For more than year Westminster has assumed that David Cameron would have a Tory crisis to deal with after the European Elections. Whenever anyone remarked on the Tories unifying, someone would say ‘well, wait until after the Euros’. The conventional wisdom was that the Tories coming third would lead to a slew of senior Tories pushing for more robust policies on immigration and Europe and more and more Tory MPs calling for a pact with Ukip. But this morning, Cameron has fewer problems than either Ed Miliband or Nick Clegg.
The fact that the Tory party has responded so calmly to coming third in a nationwide election for the first time in its history is partly a triumph of expectation management. But the Tory calm is also because this isn’t actually that bad a result for them.

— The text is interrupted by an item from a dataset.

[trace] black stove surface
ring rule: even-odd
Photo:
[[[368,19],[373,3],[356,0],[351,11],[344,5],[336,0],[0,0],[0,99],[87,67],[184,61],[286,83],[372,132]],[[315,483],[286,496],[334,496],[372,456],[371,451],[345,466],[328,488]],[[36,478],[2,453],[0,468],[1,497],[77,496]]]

They are only a point and a half behind Labour and the spread between first and third is only 4 points. For a governing party a year out from a general election, this isn’t that bad a result. It suggests that the Tories are in with a fighting chance of being the largest party at the next general election. If the Tories can hold Newark relatively comfortably in the by-election there next Thursday, the Tory party will go into the summer in good spirits.
For Labour, this result is a disappointment. Being beaten by Ukip is one thing, but only just edging the Tories is another. This result indicates that there is no tidal wave of enthusiasm for Labour. Instead, the party is going to have to try and eke out an election win.
One of the things that should worry Labour most is how little cut through its policy prospectus had in this campaign. Even big pledges, such as it is promise that everyone will be able to see a GP within 48 hours, didn’t get traction. As I said in the Mail on Sunday, one shadow Cabinet member’s explanation for this is that ‘no one believes it’. He fears that until Labour gets some credibility on spending and the public finances, nothing it says will be taken seriously.
I expect that we’ll also see Labour MPs fretting publicly about how disconnected the leadership of the party has come from Labour’s base of support in the country. There is already grumbling that Oxford PPE graduates who live in large houses in London don’t understand the threat that Ukip poses to Labour’s working class vote.
Nick Clegg will be hurt by last night’s result. He is the most emotionally pro-European politician at the top of British politics and he’ll hate the sight of Ukip winning a nationwide vote. He’ll also know that it was his debates with Nigel Farage that gave Ukip momentum at the start of this campaign.
This result will also add to the debate over his leadership: losing 10 out of 11 MEPs and coming behind the Greens was an even worse result than the Liberal Democrats were braced for. There’ll be those who question the Lib Dem strategy in this campaign from the decision to challenge Farage to debate to positioning the party as the UK’s pro-European voice. There’ll also be mutterings that the problem wasn’t the message but the messenger, that Clegg is simply not believed by large chunks of the electorate any more. But, as I said yesterday, I expect that Clegg will hang on because there is no chance of a smooth transition and senior Liberal Democrats are not prepared to out the party through a bloody and divisive leadership without any guarantee of success.